Sta dicendo che i genovesi dovranno conviverci per sempre?

C’è chi dice che ora bisogna chiudere quell’impianto. Io non ho quest’idea ma innanzitutto non ho questo potere, perché chiude l’impianto chi l’ha autorizzato, a meno che qualcuno non mi dica, con dati oggettivi, che quell’impianto inquina e che le autorità preposte non adottano i necessari provvedimenti.

E non è questo il caso?

Al momento no.

Ma questa vicenda non svela la fragilità di questi impianti?

Ancora non possiamo saperlo. Noi ancora non sappiamo quello che è successo.
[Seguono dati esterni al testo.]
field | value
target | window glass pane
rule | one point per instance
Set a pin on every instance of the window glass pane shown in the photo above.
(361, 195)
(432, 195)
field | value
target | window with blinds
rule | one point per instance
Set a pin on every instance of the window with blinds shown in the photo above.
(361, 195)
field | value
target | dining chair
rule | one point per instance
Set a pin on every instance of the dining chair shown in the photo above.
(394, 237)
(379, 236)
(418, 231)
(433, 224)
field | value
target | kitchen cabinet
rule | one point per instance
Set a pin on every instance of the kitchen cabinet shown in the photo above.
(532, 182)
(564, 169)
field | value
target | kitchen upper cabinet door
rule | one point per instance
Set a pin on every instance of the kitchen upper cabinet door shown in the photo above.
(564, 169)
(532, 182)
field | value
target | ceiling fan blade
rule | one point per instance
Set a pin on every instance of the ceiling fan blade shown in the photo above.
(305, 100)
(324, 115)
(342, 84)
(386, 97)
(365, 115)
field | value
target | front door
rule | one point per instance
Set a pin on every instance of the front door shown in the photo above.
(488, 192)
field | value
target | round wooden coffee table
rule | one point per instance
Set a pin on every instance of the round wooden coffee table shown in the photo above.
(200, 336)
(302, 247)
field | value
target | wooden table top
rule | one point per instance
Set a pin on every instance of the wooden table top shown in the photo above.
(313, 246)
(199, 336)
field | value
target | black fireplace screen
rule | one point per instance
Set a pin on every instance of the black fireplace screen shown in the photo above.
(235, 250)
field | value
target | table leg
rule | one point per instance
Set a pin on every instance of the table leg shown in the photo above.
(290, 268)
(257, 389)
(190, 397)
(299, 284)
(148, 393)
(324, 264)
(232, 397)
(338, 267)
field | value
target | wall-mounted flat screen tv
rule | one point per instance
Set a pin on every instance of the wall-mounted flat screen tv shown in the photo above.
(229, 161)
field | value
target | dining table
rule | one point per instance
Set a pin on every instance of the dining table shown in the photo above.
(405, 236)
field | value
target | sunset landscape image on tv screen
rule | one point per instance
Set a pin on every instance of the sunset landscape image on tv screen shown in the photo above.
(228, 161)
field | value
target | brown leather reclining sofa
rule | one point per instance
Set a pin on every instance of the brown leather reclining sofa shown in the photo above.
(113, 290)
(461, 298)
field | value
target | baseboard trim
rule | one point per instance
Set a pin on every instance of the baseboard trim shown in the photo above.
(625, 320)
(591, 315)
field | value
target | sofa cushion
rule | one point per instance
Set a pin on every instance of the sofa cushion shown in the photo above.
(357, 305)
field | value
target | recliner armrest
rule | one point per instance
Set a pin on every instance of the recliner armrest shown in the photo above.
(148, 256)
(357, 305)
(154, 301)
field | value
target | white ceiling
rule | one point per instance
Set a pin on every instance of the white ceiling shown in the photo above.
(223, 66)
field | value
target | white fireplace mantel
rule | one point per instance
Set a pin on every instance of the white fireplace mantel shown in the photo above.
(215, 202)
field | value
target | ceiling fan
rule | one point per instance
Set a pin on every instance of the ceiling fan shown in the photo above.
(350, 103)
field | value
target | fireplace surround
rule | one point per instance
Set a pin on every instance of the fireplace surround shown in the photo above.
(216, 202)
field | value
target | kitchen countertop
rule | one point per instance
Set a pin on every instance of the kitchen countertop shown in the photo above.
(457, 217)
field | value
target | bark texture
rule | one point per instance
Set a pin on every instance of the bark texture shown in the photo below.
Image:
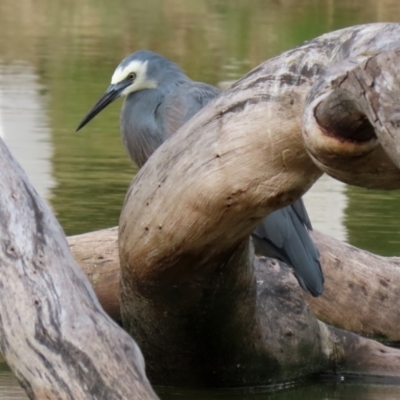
(53, 332)
(351, 121)
(189, 289)
(362, 290)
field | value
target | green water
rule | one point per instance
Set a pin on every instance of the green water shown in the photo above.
(57, 57)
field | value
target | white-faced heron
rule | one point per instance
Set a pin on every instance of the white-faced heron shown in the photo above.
(160, 98)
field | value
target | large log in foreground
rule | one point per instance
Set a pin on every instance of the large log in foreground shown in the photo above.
(53, 332)
(190, 291)
(344, 301)
(361, 295)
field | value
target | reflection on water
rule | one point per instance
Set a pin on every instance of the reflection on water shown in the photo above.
(326, 203)
(56, 59)
(9, 390)
(24, 126)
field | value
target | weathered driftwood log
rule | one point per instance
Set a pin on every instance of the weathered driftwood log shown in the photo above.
(352, 114)
(190, 293)
(361, 289)
(53, 332)
(352, 305)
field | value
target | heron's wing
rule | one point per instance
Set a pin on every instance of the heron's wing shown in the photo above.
(184, 102)
(300, 210)
(284, 235)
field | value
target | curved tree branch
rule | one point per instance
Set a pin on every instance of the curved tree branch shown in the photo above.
(186, 262)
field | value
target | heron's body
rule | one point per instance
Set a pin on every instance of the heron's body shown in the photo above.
(160, 98)
(143, 131)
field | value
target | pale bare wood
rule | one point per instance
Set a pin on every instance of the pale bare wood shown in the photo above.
(97, 254)
(184, 228)
(53, 332)
(351, 121)
(361, 289)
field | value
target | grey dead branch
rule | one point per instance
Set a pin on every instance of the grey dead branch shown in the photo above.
(203, 309)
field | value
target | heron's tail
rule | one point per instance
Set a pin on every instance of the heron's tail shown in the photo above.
(284, 235)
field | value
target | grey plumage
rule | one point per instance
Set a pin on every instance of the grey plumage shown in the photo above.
(160, 98)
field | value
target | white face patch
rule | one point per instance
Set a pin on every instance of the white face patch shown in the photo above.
(140, 82)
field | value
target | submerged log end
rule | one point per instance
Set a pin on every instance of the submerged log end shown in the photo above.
(349, 125)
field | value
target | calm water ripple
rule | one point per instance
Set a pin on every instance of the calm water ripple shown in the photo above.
(56, 59)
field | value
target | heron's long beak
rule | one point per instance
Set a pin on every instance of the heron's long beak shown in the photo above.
(111, 94)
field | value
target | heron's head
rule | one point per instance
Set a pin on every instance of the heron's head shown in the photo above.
(139, 71)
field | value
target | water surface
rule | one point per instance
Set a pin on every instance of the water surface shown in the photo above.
(56, 59)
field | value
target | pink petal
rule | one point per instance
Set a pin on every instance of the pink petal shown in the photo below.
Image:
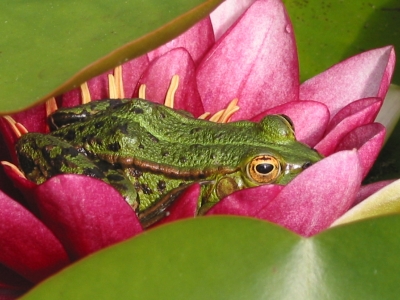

Ma abbiamo un piano urbanistico comunale dove sono censite tutte le attività a rischio di incidente rilevante per le quali adottiamo una serie di norme di sicurezza.

Il ’disastro’ è successo il giorno stesso del referendum delle trivelle. È una coincidenza suggestiva oppure in questo paese l’inquinamento ambientale è un rischio sottovalutato?

Vede, io al referendum ho votato, e ho votato sì. Da parte mia e della mia amministrazione non c’è alcuna sottovalutazione. Ma certo la vicinanza fra referendum e incidente chiama a tutti a una riflessione seria. Il quesito sulle trivelle, al di là dello specifico, ci faceva ragionare sulla misura in cui possiamo o dobbiamo accettare il rischio della convivenza fra il territorio e gli impianti.

Il caso di domenica dimostra che la convivenza è difficile. Soprattutto è pericolosa.

Ci sono obblighi di manutenzione degli impianti da parte della società che è proprietaria e ha la concessione. Se saranno verificate inadempienze qualcuno sarà chiamato a risponderne. Ma il monitoraggio si fa e qui non siamo nel far west. Né su questi temi si può procedere per posizioni pregiudiziali o ideologiche. Faccio qualche esempio: nel territorio cittadino sono state superate attività impattanti come le raffinerie della Erg, che sono state smantellate. All’inizio degli anni 2000 è stata superata l’area a caldo della siderurgia di Cornegliano. Insomma il tema del rapporto fra attività economica e qualità della vita urbana qui da noi si è posto a più riprese. E per la mia amministrazione la scelta è quella di affrontare caso per caso, a seconda delle specificità e delle eleggi. Così faremo anche stavolta.